I just want people to know that there’s people like me that are born and bred in the East End that take an interest and we want to make a change. Someone can literally have no money but they still want to live a healthy lifestyle or they still want to save the planet.

People who haven’t got much money don’t have a wider choice of what food they can buy. If you’ve got £20 and you’ve got to do shopping you’re going to go for whatever is cheap. I was in a situation where I had less than £100 a month for food and clothes shopping for me and my daughter. That was absolutely tough going. It’s literally you’ve got to watch your pennies. I really had to go back to basics and cook everything from scratch – this was like ‘how many meals can I get out of a tray of mince’?

People are crying out for community because Covid has highlighted how isolating it is to be on your own. People need human contact, they need spaces where they can mill around, have a cup of tea, pick up some fruit and veg, maybe even a little cake or something. They need that. We’re human beings. We’re built to be companions, to be there and to help people.

FATIMA

Fatima, 27, has called Tower Hamlets home for over two decades, having moved to the borough from Somalia when she was a young child. She’s passionate about cultivating community through food and sport and is the Co-Founder of ‘Roots & Fruits’. In particular, she works to make plant-based eating more equitable and accessible to people of colour.

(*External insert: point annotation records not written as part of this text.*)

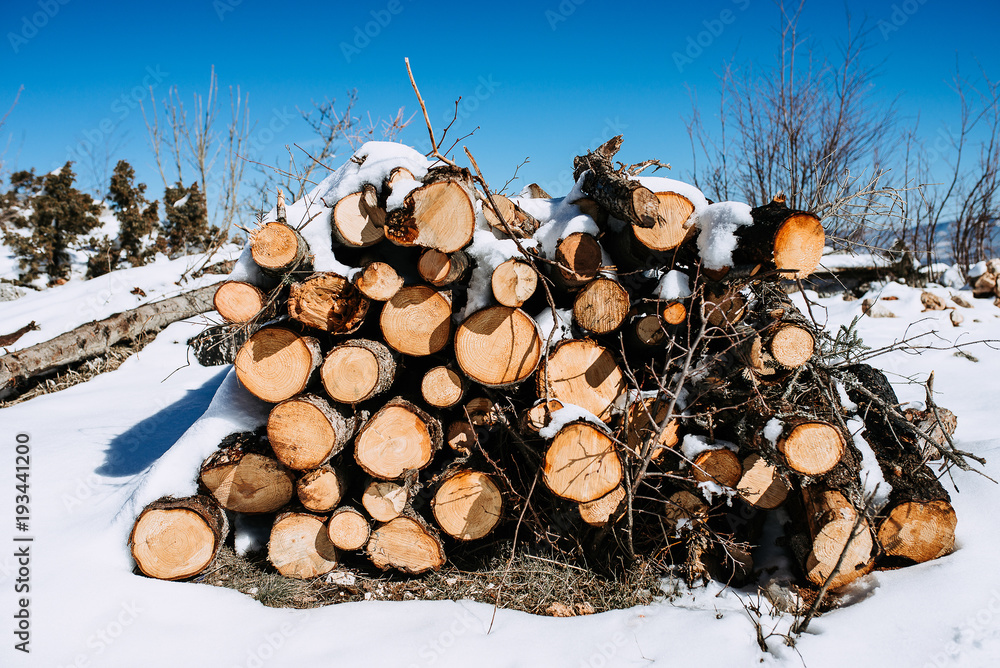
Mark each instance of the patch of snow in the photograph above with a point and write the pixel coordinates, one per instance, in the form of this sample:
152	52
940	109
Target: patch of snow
568	413
773	429
674	286
717	227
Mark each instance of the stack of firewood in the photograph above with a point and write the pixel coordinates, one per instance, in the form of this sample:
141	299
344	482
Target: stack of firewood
666	386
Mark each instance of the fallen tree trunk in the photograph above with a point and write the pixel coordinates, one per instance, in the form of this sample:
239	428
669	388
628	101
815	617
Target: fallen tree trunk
96	337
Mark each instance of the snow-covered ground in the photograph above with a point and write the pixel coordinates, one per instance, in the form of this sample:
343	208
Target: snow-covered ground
93	448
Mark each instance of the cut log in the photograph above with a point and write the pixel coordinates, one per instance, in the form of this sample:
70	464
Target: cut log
385	500
674	313
441	269
328	302
581	464
357	370
670	229
278	249
399	438
498	346
241	302
579	257
761	484
685	506
919	521
321	489
600	512
378	281
811	447
583	373
243	478
482	412
624	198
513	282
417	321
406	544
642	422
467	505
94	338
442	387
831	520
792	346
781	238
306	431
720	466
357	221
174	539
601	306
300	547
348	529
276	363
438	214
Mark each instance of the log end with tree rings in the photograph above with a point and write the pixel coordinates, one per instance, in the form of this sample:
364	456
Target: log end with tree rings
720	466
277	247
468	505
442	387
327	302
437	215
601	511
320	490
239	302
175	539
348	529
798	245
761	485
792	346
513	282
417	321
306	431
398	438
919	531
601	306
498	346
407	545
276	363
357	370
300	547
670	229
579	257
378	281
583	373
674	313
831	519
356	223
581	463
812	448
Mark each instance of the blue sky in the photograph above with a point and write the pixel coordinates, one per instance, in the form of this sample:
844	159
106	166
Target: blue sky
542	80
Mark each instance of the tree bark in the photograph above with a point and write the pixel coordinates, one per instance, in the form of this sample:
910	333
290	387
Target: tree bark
94	338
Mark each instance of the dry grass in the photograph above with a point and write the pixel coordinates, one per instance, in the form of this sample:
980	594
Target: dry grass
531	584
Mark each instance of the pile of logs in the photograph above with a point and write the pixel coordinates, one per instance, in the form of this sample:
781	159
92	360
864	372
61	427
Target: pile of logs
657	422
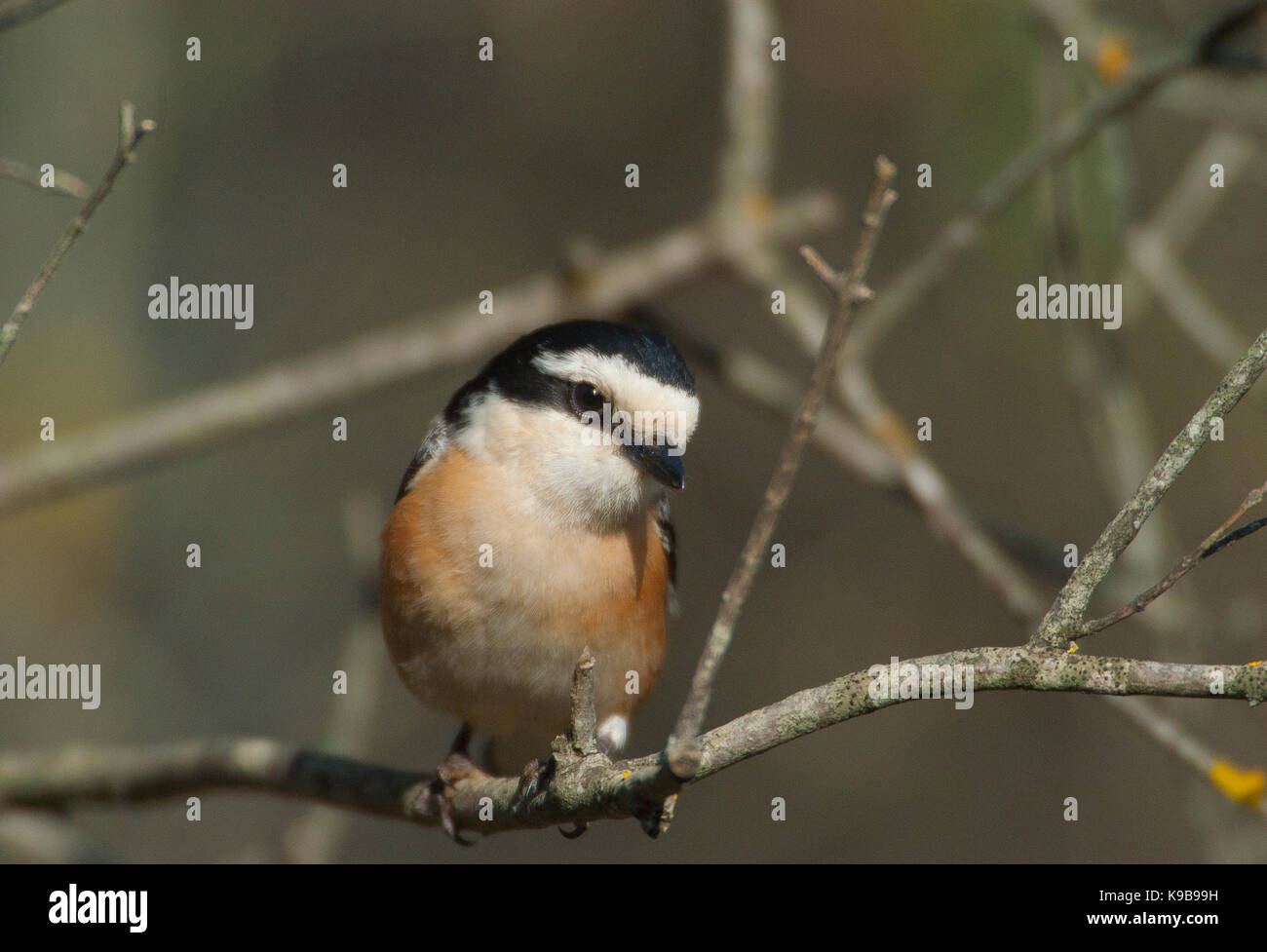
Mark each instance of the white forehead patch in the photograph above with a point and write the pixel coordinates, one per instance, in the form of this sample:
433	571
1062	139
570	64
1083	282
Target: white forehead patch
629	388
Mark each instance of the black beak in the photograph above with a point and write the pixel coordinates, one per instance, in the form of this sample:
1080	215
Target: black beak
659	464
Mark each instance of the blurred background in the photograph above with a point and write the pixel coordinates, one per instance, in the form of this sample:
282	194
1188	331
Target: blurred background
468	174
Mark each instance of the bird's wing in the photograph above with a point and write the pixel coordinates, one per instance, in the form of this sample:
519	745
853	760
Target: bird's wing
438	435
670	540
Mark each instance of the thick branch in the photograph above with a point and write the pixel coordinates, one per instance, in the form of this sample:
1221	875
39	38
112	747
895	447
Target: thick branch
582	787
849	288
1214	542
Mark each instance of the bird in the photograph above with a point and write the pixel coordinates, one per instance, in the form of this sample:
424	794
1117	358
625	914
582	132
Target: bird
533	523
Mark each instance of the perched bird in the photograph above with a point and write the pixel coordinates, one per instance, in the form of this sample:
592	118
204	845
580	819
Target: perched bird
533	521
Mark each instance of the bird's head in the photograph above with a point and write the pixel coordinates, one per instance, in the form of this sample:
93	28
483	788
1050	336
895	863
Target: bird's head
594	415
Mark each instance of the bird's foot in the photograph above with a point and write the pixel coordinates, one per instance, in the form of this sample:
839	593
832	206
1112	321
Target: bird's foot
456	767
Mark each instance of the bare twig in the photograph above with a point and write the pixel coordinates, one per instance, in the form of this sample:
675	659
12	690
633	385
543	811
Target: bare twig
289	389
1211	544
1240	785
749	98
130	134
582	789
900	295
680	751
14	13
63	182
316	836
1064	618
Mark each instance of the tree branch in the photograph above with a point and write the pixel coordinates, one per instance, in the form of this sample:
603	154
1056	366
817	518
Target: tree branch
849	288
1211	544
582	789
284	390
1063	619
130	134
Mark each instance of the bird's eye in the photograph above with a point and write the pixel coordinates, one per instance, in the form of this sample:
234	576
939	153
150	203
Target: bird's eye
587	398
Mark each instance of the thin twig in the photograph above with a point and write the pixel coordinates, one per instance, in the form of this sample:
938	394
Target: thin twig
680	752
900	295
63	182
582	790
287	389
1064	618
130	134
1211	544
14	13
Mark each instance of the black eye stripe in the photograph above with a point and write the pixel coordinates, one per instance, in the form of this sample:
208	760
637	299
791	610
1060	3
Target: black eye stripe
587	398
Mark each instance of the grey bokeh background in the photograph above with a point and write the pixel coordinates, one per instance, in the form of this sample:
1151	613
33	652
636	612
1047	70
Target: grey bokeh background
468	174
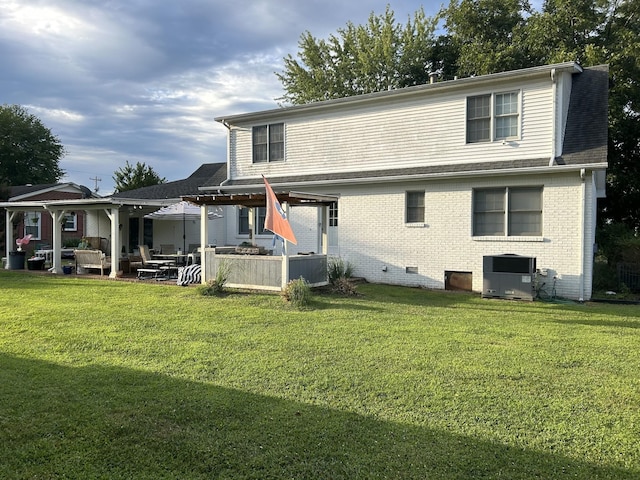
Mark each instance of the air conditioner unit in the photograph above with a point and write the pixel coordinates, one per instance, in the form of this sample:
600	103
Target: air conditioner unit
508	276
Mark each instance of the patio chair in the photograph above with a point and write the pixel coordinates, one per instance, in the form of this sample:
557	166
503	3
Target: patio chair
149	267
167	249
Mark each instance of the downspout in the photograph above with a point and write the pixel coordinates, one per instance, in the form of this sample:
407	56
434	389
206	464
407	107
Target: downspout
554	113
583	191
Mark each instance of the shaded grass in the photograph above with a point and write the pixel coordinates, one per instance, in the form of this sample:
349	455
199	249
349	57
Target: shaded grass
123	380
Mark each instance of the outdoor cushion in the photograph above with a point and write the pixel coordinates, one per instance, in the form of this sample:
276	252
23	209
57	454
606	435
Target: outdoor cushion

[My family] were really welcomed by the Somali community that had settled in Tower Hamlets. I was really young at the time and everything was very new to me. We definitely relied on the community and I don’t know if things would have been so easy if we’d settled anywhere else so I feel pretty lucky to have come here.

I have a passion for sustainability, especially the health and wellbeing angle. Of course having a lower environmental impact through our food system is really important but I think what drove me to this area is the health inequalities people like my family and my community were facing.

Outside of my day job, I work on a project focussed on making plant-based eating accessible to people of colour and people from a lower socio-economic background called Roots & Fruits London. We’ve found that plant-based eating can be a bit exclusionary. So we want to make it more open and offer recipes from different cultural backgrounds and how to make them plant-based, even if you’re not fully plant-based. Just making it more friendly as a community.

The borough has had a lot of regeneration happening and as a young person it can be really fun and exciting to try all these different foods. But then you also think people who’ve lived here all their lives might not come to these places because of the cost, or because it doesn’t feel like it’s for them. So it’s about businesses opening here really welcoming and supporting the community. Otherwise there’s going to be a bit of a divide.